Our favorite (and a must-try) was the Haitian food from Fritai. Their namesake dish, the fritai “sandwich” is made with roasted pork shoulder, avocado, and mango salsa, sandwiched between two fried plantain patties. Ummm…YES. I’m just sad I only ordered one.
We also tried drinks from the Mayhaw Bar, local ceviche from Elysian Seafood, a trio of bao from T2 Streetfood, and sweet treats from Bittersweet Confections. We loved that we could try a little of everything in one place (especially awesome for picky little eaters!), and suffice it to say, nothing disappointed!
7 | Ride the St. Charles Streetcar
Whether you’re staying near the French Quarter or in the Garden District itself, there’s always time to squeeze in on ride on the historic St. Charles Streetcar!

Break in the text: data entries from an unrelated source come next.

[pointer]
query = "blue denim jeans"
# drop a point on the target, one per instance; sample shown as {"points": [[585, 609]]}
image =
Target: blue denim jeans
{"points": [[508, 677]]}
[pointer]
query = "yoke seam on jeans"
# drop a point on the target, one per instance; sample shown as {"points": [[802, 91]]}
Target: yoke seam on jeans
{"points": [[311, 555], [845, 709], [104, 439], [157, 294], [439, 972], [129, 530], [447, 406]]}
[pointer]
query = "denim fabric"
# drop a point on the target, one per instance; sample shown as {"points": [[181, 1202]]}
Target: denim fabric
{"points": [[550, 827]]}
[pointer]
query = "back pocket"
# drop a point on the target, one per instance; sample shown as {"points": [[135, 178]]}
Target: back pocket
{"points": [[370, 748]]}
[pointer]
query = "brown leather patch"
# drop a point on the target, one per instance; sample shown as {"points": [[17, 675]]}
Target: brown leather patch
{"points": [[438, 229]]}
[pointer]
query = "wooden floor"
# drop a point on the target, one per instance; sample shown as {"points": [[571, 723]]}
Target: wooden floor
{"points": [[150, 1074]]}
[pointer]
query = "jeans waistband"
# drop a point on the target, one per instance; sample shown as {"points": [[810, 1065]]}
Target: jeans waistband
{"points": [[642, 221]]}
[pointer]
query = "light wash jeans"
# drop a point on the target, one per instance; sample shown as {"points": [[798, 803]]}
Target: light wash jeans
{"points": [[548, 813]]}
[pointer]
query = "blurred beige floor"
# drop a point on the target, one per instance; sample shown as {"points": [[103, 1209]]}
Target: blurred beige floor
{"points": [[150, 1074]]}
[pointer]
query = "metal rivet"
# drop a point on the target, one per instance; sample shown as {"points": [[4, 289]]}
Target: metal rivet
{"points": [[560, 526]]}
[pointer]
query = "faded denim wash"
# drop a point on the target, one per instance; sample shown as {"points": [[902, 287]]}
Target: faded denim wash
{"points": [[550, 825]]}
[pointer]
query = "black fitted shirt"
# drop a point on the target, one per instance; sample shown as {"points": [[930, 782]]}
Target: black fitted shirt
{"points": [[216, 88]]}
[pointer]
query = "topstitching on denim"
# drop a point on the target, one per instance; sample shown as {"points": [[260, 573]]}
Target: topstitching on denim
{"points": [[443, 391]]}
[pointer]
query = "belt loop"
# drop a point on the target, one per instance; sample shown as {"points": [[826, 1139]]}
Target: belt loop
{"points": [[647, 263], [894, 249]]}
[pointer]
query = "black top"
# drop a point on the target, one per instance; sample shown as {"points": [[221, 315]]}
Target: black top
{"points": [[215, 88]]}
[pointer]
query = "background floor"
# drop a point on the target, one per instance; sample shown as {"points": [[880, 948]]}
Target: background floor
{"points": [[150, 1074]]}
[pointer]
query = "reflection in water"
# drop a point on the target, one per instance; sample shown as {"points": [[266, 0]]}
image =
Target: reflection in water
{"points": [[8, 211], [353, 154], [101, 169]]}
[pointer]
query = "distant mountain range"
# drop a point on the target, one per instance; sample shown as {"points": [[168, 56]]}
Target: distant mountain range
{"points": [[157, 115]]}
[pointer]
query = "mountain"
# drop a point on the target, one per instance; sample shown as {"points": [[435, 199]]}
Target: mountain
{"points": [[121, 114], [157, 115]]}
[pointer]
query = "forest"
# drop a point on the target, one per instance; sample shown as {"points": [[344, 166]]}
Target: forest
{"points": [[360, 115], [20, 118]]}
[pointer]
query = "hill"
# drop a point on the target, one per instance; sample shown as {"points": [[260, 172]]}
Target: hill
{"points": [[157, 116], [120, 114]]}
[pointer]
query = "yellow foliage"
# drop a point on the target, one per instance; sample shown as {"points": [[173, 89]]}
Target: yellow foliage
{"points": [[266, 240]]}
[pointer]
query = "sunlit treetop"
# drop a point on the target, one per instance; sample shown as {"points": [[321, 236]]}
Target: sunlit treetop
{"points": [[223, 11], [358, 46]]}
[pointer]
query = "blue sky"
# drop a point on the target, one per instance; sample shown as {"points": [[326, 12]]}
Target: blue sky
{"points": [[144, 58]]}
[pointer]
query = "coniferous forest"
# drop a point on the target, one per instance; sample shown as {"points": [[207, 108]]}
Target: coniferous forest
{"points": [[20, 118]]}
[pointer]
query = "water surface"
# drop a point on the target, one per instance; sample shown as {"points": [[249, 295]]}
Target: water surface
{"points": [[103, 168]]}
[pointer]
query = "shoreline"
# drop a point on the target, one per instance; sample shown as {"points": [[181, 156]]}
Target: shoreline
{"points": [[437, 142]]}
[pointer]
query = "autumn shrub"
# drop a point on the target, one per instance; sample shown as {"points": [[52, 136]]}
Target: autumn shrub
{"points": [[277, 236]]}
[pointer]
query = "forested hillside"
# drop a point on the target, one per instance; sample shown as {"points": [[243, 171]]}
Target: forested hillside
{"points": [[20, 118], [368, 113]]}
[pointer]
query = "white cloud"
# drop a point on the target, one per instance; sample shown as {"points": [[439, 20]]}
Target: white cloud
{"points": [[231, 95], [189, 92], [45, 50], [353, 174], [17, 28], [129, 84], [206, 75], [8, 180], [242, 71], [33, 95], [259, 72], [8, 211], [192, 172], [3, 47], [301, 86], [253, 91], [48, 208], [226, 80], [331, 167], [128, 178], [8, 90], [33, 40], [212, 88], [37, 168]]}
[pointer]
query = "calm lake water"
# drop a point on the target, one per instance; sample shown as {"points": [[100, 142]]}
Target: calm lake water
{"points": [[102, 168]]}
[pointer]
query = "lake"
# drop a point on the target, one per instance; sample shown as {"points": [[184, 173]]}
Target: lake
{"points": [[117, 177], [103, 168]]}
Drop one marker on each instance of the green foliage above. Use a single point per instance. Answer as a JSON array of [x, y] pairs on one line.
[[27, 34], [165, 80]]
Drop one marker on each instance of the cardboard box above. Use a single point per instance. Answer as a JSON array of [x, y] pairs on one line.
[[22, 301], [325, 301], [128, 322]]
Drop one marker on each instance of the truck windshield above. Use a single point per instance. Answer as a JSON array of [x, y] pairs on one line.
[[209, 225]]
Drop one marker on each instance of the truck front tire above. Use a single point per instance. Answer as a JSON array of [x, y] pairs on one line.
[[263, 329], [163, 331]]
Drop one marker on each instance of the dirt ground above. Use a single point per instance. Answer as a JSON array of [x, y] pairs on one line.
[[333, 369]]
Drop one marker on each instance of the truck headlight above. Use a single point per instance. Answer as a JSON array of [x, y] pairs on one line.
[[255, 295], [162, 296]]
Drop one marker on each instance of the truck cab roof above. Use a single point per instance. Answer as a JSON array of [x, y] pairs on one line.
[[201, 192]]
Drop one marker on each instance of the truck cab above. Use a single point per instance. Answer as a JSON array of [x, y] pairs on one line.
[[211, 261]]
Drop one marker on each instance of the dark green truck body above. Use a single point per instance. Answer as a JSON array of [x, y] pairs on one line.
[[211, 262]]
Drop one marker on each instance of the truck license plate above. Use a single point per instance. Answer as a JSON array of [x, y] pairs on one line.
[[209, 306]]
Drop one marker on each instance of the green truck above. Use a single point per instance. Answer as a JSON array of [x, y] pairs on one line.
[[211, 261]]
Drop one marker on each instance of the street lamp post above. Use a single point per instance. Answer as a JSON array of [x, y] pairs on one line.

The streetcar is quite an affordable thrill too. At $1.25 for a one-way ride or $3 for an all-day pass, you find that the reasonable cost brings a mix of both tourists and regular commuters as riders. Do bring exact change though, as the operators won’t have any for you!
If you’re staying in the French Quarter, you can catch a ride at Lee Circle (find a map of the St. Charles Streetcar route here). Most will ride to St. Charles + Washington, where you can hop off and do some wandering amongst the Garden District mansions and Lafayette Cemetery no. 1.
If you’re already stayng in the Garden District, you can either do the reverse (riding into the French Quarter), or do as we did and head Uptown. We found the ride past all the Uptown mansions, Audubon Park, and Loyola & Tulane University buildings to be quite enjoyable! We even Iewarded ourselves with a cheesecake-stuffed snoball (that’s a sno-cone to us NOLA outsiders) at Sno-la on Carrollton Avenue before heading back. Even if you aren’t a huge sno-cone fan, trust me, this one will blow your mind!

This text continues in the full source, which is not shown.